Car le seul paramètre connu pour le moment demeure l’explosion, au fil des exercices comptables, du coût annoncé au départ – comme c’est toujours le cas pour ce type de grands événements sportifs. Si l’État a su encadrer son engagement direct (un peu plus d’une petite centaine de millions d’euros) en ponctionnant un CNDS censé subventionner les associations de quartier, les collectivités locales et territoriales, elles, n’ont pas fini de cracher au bassinet. Et notamment celles qui ont opté pour des PPP (partenariats privé-public). Ainsi, Marseille aura rénové sa mythique enceinte à hauteur de 534 millions quand, du côté de Bordeaux, l’addition clignote à 350 bâtons. Et même l’OL land, vanté pour son abondement « tout privé » , fut accompagné de frais (transports, etc) annexes frôlant les 200 millions. Évidemment, ces dix stades, faits ou refaits à neuf, vont permettre au foot tricolore de rattraper son retard en matière d’infrastructures – vieille complainte de la LFP de môssieur Thiriez. Il sera donc difficile ensuite pour ce dernier de se plaindre de l’ingratitude du contribuable, qui en déboursant environ 2,5 milliards d’euros (à en croire l’estimation du site « Hexagones » ), aura pour le moins jouer son rôle de douzième homme. La taxe à 75% semble bien loin, et à ce tarif, tout résident français peut réclamer, nouveau-né compris, une place gratuite… Aux clubs de L1, ou de L2 (tel le RC Lens), de remplir leur tribunes, sans quoi ils pourraient se trimbaler ces fameux « éléphants blancs » . Soit d’immenses stades vides, qui feraient mauvais genre dans le panorama d’un foot français qui aime tant vanter son sens de la mesure.

La boutique « platinienne »

Nulle inquiétude néanmoins. Aucun sursaut « citoyen » , comme aime le croire et l’invoquer une gauche de gauche toujours convaincue que le bon peuple est juste mal informé, ne réclamera de justice « sociale » ou juridique, en soulignant au stabilo jaune les abus en tout genre qui ont permis ce joli gonflement de l’enveloppe.
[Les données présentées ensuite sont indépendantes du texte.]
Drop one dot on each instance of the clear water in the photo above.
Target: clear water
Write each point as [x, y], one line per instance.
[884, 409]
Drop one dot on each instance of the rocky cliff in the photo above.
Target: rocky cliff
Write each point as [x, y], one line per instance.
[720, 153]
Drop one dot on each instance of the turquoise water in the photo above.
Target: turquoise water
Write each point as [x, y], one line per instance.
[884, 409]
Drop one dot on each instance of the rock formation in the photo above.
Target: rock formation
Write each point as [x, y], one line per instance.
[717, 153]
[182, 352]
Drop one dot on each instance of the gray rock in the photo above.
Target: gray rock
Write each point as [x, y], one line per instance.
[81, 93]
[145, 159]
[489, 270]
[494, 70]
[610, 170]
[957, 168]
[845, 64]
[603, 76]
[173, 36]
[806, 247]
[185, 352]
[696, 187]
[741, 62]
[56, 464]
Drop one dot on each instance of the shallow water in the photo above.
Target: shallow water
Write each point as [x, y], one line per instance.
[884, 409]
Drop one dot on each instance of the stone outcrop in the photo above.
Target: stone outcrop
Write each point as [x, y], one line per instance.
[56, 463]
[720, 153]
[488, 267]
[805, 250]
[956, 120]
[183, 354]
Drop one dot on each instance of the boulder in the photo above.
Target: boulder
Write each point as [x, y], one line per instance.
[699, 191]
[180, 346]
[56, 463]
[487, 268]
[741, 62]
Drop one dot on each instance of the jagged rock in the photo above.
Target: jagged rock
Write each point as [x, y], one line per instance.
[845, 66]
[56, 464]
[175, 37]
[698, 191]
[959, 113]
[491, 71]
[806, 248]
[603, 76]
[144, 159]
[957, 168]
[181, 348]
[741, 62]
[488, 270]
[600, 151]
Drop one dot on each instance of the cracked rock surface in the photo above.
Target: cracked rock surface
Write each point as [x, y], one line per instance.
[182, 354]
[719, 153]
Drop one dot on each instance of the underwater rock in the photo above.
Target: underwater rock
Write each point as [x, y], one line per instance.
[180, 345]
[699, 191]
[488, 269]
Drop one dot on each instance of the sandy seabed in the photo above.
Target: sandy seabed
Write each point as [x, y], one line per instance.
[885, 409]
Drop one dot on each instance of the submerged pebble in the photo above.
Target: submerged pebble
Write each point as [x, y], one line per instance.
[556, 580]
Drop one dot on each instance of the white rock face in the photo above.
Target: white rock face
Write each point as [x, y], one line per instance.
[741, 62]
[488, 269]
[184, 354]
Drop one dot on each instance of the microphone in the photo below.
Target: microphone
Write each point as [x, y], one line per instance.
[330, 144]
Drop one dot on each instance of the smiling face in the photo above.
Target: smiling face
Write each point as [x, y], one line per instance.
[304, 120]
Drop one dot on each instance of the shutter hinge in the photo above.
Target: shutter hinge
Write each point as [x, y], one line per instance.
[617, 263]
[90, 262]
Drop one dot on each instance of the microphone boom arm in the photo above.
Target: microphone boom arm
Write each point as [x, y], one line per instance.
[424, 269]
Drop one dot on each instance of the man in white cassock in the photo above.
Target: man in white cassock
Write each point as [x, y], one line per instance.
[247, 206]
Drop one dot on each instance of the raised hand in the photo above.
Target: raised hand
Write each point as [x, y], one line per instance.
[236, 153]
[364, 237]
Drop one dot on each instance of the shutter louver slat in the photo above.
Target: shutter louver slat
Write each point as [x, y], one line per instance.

Alors même que les collectivités sont invitées à réduire la voilure dans tous les services, aussi vitaux soient-ils… Pas plus que l’exonération fiscale dont bénéficiera la « pauvre » UEFA durant la compétition (sauf pour la TVA, ndlr) n’empêchera grand monde de dormir. Soyons juste, la boutique « platinienne » va malgré tout reverser 20 millions aux villes qui accueillent sa compétition (Alain Juppé avait haussé le ton cela dit, comme quoi nos politiques savent se faire écouter, ça fait plaisir). Des chiffres à reporter au milliard de droits télés qu’elle espère engranger l’an prochain. À côté, Jack Warner passe aisément pour un mendiant pris la main dans la poche d’un quidam. L’UEFA ne tombera pas cette fois donc, même si de vilains journalistes essaient de gâcher la fête. Les affaires qui, par exemple du côté de Lille, sont en cours d’investigation ne devraient pas non plus provoquer de tsunami anti-corruption dans un pays où chacun sait qu’on ne fait pas « ce genre de choses » . L’Euro 2016 est en béton, celui de Bouygues, Vinci et Eiffage.